Bharada E tidak Percaya Brigadir J Lakukan Pelecehan Seksual


Khoerun Nadif Rahmat | Politik dan Hukum

ANTARA/Akbar Nugroho Gumay
 ANTARA/Akbar Nugroho Gumay
Terdakwa kasus pembunuhan Brigadir Yosua, Richard Eliezer Pudihang Lumiu (kiri) mengikuti sidang lanjutan di PN Jaksel, Senin (25/10).

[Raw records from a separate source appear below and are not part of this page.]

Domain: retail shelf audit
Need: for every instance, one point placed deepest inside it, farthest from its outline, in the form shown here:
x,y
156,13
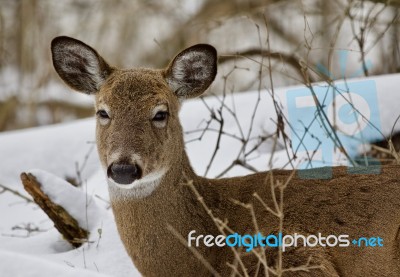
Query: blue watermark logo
x,y
329,122
283,241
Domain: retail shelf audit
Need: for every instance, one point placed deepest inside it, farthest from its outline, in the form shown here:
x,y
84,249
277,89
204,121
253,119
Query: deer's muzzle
x,y
124,173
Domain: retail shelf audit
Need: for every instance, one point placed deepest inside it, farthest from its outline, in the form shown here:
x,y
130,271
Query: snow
x,y
61,151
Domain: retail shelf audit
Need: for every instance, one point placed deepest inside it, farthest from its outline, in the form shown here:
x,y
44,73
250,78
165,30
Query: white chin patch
x,y
139,188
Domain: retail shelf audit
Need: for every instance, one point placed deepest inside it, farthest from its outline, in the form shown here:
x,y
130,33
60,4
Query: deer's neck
x,y
148,227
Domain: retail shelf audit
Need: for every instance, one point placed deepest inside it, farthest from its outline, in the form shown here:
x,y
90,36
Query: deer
x,y
157,197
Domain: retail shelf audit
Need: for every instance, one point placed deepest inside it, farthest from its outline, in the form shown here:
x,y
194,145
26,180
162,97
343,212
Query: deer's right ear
x,y
79,65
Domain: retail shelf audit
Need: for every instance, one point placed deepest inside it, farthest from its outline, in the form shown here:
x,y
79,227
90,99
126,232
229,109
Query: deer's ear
x,y
192,71
79,65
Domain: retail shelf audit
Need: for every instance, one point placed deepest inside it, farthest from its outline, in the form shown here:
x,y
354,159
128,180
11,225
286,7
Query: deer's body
x,y
154,191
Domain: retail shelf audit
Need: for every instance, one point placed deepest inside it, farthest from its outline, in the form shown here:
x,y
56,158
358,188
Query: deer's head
x,y
138,135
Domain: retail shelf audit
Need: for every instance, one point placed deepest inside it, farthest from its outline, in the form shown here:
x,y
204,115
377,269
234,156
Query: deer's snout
x,y
124,173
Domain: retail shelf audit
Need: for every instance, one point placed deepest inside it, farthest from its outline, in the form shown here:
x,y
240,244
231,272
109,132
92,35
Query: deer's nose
x,y
123,173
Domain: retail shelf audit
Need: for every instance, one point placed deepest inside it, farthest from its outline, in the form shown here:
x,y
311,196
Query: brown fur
x,y
353,204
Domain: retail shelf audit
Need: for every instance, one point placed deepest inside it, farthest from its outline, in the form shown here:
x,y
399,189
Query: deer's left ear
x,y
192,71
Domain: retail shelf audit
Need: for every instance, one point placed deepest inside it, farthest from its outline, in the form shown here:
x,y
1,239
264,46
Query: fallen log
x,y
66,224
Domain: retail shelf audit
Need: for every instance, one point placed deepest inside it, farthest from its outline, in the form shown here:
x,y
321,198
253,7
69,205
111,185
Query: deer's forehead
x,y
135,88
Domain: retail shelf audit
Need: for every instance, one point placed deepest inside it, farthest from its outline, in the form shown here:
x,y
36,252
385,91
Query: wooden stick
x,y
63,221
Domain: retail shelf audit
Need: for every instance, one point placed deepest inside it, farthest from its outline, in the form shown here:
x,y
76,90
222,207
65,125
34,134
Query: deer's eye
x,y
160,116
102,114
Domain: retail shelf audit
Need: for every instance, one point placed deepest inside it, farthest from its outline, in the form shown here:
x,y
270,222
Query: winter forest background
x,y
268,50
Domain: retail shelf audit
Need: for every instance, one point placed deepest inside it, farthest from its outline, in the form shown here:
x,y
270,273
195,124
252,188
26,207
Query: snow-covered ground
x,y
30,246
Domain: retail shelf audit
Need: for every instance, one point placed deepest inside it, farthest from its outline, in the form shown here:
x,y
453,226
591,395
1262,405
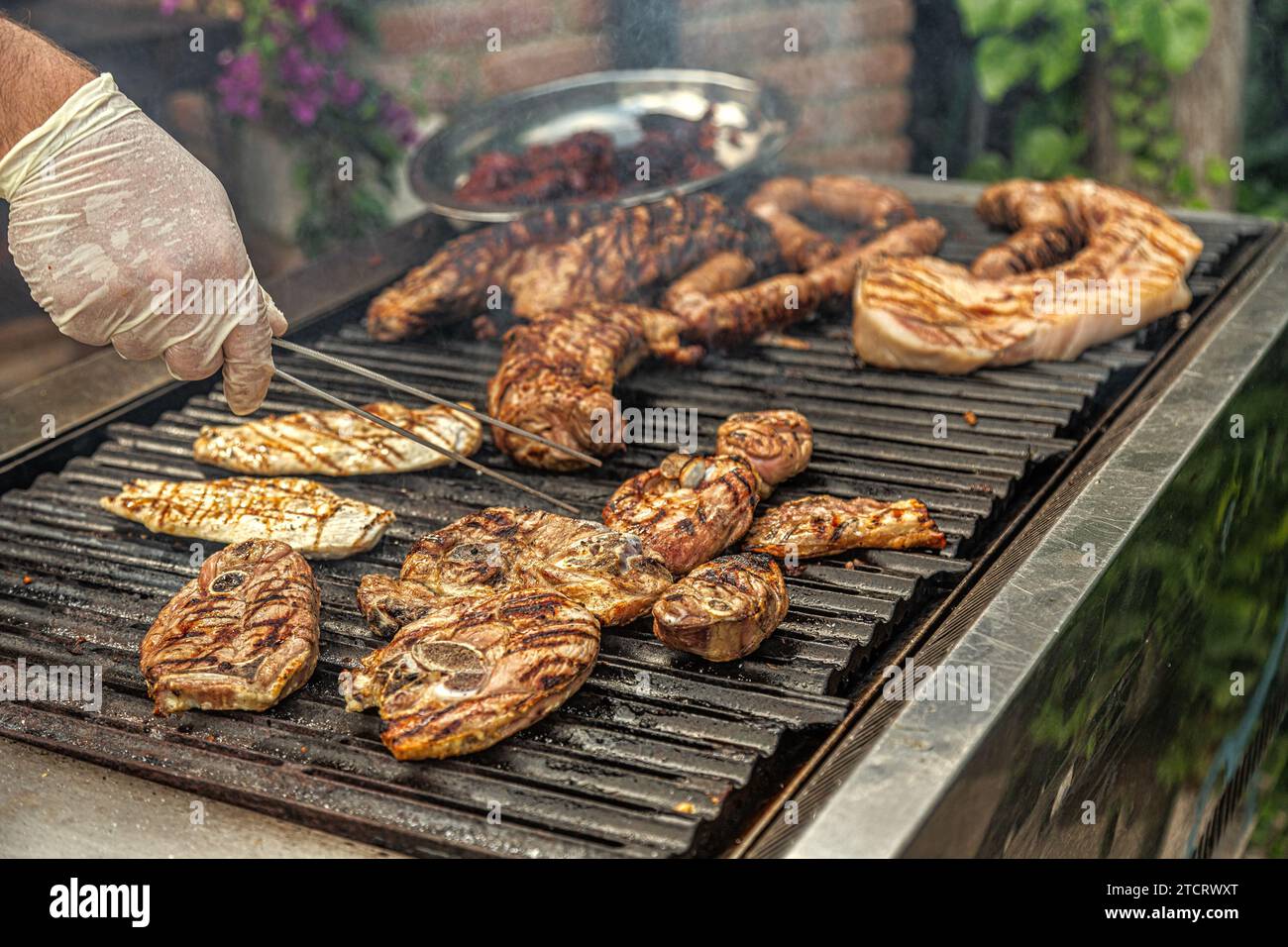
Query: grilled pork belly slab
x,y
735,316
777,444
339,444
722,609
688,509
608,573
241,635
475,671
928,315
304,514
823,525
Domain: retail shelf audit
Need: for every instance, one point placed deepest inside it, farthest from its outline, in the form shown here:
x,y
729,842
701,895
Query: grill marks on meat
x,y
500,549
339,444
815,526
733,316
688,509
475,671
851,198
724,608
288,509
241,635
636,248
928,315
454,283
777,444
558,371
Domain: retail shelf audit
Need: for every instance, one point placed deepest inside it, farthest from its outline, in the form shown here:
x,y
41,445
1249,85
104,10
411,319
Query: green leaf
x,y
1001,63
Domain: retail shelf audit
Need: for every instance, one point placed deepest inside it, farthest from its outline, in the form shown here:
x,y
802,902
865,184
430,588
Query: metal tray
x,y
608,102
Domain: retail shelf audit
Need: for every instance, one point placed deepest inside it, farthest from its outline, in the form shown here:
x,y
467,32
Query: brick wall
x,y
848,75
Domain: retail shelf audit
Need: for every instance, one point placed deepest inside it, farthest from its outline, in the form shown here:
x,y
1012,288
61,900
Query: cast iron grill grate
x,y
660,754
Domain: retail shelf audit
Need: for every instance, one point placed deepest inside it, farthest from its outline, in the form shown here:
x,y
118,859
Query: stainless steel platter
x,y
608,102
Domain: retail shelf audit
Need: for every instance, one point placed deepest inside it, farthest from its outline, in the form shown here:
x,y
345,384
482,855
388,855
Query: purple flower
x,y
398,120
346,90
327,33
295,69
241,85
305,105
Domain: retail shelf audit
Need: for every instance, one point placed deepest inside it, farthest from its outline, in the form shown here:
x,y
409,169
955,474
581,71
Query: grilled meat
x,y
389,603
475,671
288,509
558,371
500,548
722,609
454,283
339,444
815,526
636,248
688,509
722,270
777,444
734,316
851,198
928,315
241,635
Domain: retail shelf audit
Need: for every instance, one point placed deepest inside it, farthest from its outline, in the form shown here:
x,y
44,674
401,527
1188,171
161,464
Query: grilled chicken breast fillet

TERDAKWA kasus pembunuhan berencana Brigadir Nofriansyah Yosua Hutabarat (Brigadir J), Richard Eliezer Pudihang Lumiu, mengatakan bahwa ia tidak percaya atas adanya dugaan pelecehan seksual yang dilakukan oleh korban kepada Putri Candrawathi.

"Saya tidak meyakini Bang Yos (Brigadir J) melakukan pelecehan. Hanya itu saja yang bisa saya sampaikan," kata Richard menanggapi keterangan para saksi dalam persidangannya di Pengadilan Negeri Jakarta Selatan, Selasa (25/10).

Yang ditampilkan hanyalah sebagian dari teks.